The Internet of the Future Is Here

Amanda Marochko

I am writing this article as I simultaneously browse the Internet archive, a concept which is an oxymoron within itself. As the World Wide Web progresses as such exponential rates, it’s difficult to fathom that an archive can even exist. The page allows users  the ability to go back in time and view websites at various stages within their shelf life. Perusing through screenshots of what appears to be primitive examples of Google (before it became an adjective), one garners a greater appreciation of what the Internet is in its current state, and where the Internet will be.

Apps Replacing Internet Browsers

It’s undeniable that the dichotomy between Apps and Browsers exists, as mobile technology becomes more prevalent in ‘developed’ and ‘less-developed’ nations. Mobile tools such as smartphones, tablets, netbooks, and laptop computers are now a primary source of Internet connectivity in highly developed nations which effectively changes the way in which we absorb data and information. And, let’s not forget that ‘less-developed’ nations are also keen to mobile technology because of the versatility and wireless capabilities. According to a recent study by the Pew Research Center’s Internet and American Life Project, 2/3 of American adults use the World Wide Web through a smartphone, tablet computer, or an on-the-go laptop.

In three years’ time, there will be an estimated 10 billion mobile internet devices around the globe, theoretically allowing for 1.4 devices per person, increasing web interactivity by 50 times the amount we’re at today (Cisco statistics).

The trends point to mobile or device applications replacing browsers in many instances. Companies will need to ensure that they have a downloadable application for ease of access, or at the very least, incorporate responsive web-design into their planning. If they don’t, they run the risk of losing a large portion of their market share in the years to come.

Greater Peer-to-Peer Influence

Gone are the days where you needed to go to ‘established’ websites in order to get the information or entertainment you desired. Inevitably, you’ll be hard-pressed to find a web developer will be in a situation where they will have to code something from scratch. Many of today’s most popular websites are based off of the open-source ware provided by WordPress. Mashable, CNN, Forbes, Reuters, and the New York Times are among the most notable Word Press users (after Jay-Z, of course). This makes building and exporting content over the web far easier than ever before.

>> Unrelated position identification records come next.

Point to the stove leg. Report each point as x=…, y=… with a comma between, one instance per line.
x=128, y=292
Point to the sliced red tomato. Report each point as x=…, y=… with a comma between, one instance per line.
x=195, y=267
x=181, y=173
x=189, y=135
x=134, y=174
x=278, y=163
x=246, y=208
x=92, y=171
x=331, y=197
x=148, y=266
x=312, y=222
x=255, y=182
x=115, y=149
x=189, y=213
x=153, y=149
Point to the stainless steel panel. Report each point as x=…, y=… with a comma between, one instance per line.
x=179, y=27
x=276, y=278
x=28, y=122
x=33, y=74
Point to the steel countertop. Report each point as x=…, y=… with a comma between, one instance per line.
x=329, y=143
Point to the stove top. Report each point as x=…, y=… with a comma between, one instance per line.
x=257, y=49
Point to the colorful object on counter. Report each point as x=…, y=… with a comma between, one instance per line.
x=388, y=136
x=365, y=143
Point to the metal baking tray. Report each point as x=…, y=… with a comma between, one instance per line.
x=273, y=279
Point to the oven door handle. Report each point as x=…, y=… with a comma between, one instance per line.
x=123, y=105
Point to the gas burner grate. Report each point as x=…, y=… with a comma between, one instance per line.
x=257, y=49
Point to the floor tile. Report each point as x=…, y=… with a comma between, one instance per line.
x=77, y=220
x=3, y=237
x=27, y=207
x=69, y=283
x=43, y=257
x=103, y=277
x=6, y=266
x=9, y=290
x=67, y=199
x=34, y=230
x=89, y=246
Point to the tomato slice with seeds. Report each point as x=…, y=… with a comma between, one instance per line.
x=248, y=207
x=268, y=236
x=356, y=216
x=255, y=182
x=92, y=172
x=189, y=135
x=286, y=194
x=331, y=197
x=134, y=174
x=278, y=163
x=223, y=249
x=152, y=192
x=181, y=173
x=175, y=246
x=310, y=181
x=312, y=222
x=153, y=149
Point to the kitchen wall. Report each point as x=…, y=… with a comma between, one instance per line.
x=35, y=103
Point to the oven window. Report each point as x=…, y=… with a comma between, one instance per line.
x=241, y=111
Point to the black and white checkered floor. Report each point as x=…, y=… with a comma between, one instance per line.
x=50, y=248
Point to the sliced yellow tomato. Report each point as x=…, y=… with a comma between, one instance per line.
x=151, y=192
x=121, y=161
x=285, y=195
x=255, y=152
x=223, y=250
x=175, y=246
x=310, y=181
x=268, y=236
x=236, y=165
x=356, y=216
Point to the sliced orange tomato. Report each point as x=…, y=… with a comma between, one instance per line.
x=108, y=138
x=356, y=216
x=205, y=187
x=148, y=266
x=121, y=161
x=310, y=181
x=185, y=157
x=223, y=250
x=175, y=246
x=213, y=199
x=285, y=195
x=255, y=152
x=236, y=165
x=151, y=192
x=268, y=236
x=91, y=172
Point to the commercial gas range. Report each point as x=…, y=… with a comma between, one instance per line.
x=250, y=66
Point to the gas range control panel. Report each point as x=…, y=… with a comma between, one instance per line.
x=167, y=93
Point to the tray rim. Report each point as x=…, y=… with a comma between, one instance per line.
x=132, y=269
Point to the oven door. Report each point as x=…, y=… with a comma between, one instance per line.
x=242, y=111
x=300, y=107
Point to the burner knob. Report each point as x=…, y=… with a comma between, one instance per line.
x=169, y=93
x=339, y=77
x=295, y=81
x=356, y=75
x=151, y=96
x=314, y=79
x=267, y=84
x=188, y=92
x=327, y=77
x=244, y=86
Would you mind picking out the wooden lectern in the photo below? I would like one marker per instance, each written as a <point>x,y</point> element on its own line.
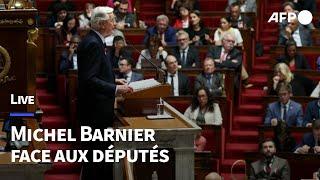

Sites like Tumblr, Reddit and Twitter promote user generated content, and that content is what users are looking for. Relevant, up-to-the-minute, and raw content. That’s what you see on your Facebook stream, and what you talk about at the water cooler. There still is a place for conventional mediums, but the public sphere is evening out, creating more soapboxes for us to stand upon.  We will see more peer-to-peer influence in the next few years as innovative websites emerge. You can see how much of an effect websites like Instagram and Pinterest have had on internet content in only a few years of existence. More niche-social sites will be a focal point in the next decade.

Heads in the Cloud and Ownership

Cloud technology has become quite popular, and it will only gain momentum. E-mail, images, work documents are stored and shared easily. We use cloud-based technologies to manage projects. We have our smartphone data backed up and tracked. And that’s just a few examples of how this technology has changed the way we think of the web. Ownership of content will change. Instead of having a music album, users would rather stream it from sites like YouTube or Spotify. The technology of the future harbours this approach. Netflix is an example of how business models have implemented this solution. In the past, torrenting movies and music was common, but users are happily adopting a lending approach to absorb their media as it takes up less space on their hard drives.